My art storefronts of choice are Blick Art Materials, Cheap Joes, and Jerry's Artarama. If you can find your tools and supplies at your local art store, please shop small first. You can find most of the items I listed below at bigger chain stores like Michaels (use their rewards system and annual canvas sale) and ACMoore.
I am the first to admit that I have too many sketchbooks. Instead of organizing by year, I organize my books by subject -- there is a book for figures, for inked line work, for long-term and short-term travel, a purse sketchbook, backpack sketchbook, and really a sketchbook for anything under the sun. I prefer bound books, and rarely use spiral; size varies depending on intended use and the bag it plans to be in.

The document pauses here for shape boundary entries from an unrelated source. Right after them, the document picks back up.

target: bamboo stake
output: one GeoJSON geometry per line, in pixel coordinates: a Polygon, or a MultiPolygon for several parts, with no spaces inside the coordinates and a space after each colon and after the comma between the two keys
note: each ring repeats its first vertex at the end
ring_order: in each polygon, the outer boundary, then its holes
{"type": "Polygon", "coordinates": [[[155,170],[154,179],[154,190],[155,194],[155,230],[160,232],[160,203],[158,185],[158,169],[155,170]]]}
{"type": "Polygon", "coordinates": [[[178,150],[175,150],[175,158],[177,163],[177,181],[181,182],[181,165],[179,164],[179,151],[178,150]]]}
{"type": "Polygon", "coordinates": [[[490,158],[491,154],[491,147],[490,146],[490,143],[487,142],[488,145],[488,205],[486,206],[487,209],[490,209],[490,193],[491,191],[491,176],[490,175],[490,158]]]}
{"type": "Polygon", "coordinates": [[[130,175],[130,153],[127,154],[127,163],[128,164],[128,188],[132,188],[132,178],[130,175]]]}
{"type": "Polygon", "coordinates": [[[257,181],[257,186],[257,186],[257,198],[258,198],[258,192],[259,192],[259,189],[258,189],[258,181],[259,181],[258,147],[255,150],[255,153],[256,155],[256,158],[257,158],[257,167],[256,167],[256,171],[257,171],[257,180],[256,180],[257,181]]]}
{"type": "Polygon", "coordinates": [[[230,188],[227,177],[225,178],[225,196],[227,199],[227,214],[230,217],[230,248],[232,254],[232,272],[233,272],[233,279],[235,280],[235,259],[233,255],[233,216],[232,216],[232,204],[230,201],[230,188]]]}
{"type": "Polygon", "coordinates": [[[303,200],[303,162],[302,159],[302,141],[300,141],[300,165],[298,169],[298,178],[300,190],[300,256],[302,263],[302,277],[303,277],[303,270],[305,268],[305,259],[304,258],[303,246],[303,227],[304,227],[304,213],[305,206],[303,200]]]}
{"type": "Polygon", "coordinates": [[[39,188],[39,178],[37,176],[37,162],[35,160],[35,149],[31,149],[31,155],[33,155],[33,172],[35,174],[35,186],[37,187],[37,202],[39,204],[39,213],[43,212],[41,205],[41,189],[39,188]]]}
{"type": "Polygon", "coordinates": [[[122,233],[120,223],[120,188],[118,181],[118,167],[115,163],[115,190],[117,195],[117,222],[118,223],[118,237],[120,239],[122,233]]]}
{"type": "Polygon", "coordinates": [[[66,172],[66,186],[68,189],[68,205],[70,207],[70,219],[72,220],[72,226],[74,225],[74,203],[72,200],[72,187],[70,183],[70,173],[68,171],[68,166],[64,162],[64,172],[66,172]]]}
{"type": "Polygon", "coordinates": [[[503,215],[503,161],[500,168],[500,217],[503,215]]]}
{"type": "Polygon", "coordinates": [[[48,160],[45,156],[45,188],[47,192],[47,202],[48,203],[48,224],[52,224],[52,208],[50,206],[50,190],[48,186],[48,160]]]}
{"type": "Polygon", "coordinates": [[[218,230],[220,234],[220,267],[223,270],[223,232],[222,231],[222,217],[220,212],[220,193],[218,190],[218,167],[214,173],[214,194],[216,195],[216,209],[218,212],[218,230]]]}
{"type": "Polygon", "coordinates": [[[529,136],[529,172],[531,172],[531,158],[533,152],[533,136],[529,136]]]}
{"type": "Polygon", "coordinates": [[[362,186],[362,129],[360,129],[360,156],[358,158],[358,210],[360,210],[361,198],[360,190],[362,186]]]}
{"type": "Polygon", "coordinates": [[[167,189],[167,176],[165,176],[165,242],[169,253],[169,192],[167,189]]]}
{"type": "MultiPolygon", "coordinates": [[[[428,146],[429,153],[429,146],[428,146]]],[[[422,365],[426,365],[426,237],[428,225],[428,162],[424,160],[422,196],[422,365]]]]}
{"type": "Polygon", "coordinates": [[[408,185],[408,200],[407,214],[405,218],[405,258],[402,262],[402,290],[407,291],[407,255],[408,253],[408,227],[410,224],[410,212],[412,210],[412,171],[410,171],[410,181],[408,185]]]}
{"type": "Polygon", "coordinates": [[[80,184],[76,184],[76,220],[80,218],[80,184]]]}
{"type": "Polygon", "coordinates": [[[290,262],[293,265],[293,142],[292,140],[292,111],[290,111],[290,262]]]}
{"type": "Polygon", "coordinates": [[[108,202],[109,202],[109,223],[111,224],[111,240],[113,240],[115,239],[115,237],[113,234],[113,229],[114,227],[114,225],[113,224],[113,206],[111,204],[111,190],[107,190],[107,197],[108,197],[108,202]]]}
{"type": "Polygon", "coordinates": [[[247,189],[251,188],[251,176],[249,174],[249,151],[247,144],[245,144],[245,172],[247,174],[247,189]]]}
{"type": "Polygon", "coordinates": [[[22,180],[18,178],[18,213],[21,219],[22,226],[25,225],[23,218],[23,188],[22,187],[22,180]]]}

I still have almost all of my student sketchbooks from yesteryear. When leafing through them, it is enlightening to see how far I have evolved as an artist and to discover what prompts still inspire me. If you are an emerging artist and want some fun creative challenges look into AP 2D/3D Studio Art Prompts usually posted by AP Art Teachers meant to challenge their students to think creatively and critically. My retired sketchbooks are stored separately from my active sketchbooks. I usually keep my active books on a shelf with labels on the spine allowing me to grab-and-go as necessary.
For my oil paintings, I use two Moleskine Pro Collection Blank Notebooks in XL -- one for commissions and one for originals. In each book, I keep details about each project (size, surface, color palettes, written ideas, research, reference photos), draw multiple thumbnails for potential compositions, and after a work is completed and signed, I write a reflection on the final product regarding color, technique, composition, theme, etc.
Though the Moleskine Pro Collection pages are thinner than a traditional artist sketchbook (paint/marker bleeds through), I like that the pages are pre-numbered, there is a table of contents in the front corresponding with the page #s that can be filled in, there is a double built-in ribbon bookmark, and there are two folder pockets in the back where I store my thumbnail template and other small paper items. For these books, I usually use a #2 pencil, or a Muji gel pen; loose items that correspond with a specific project are usually stapled or glued in to the accompanying pages.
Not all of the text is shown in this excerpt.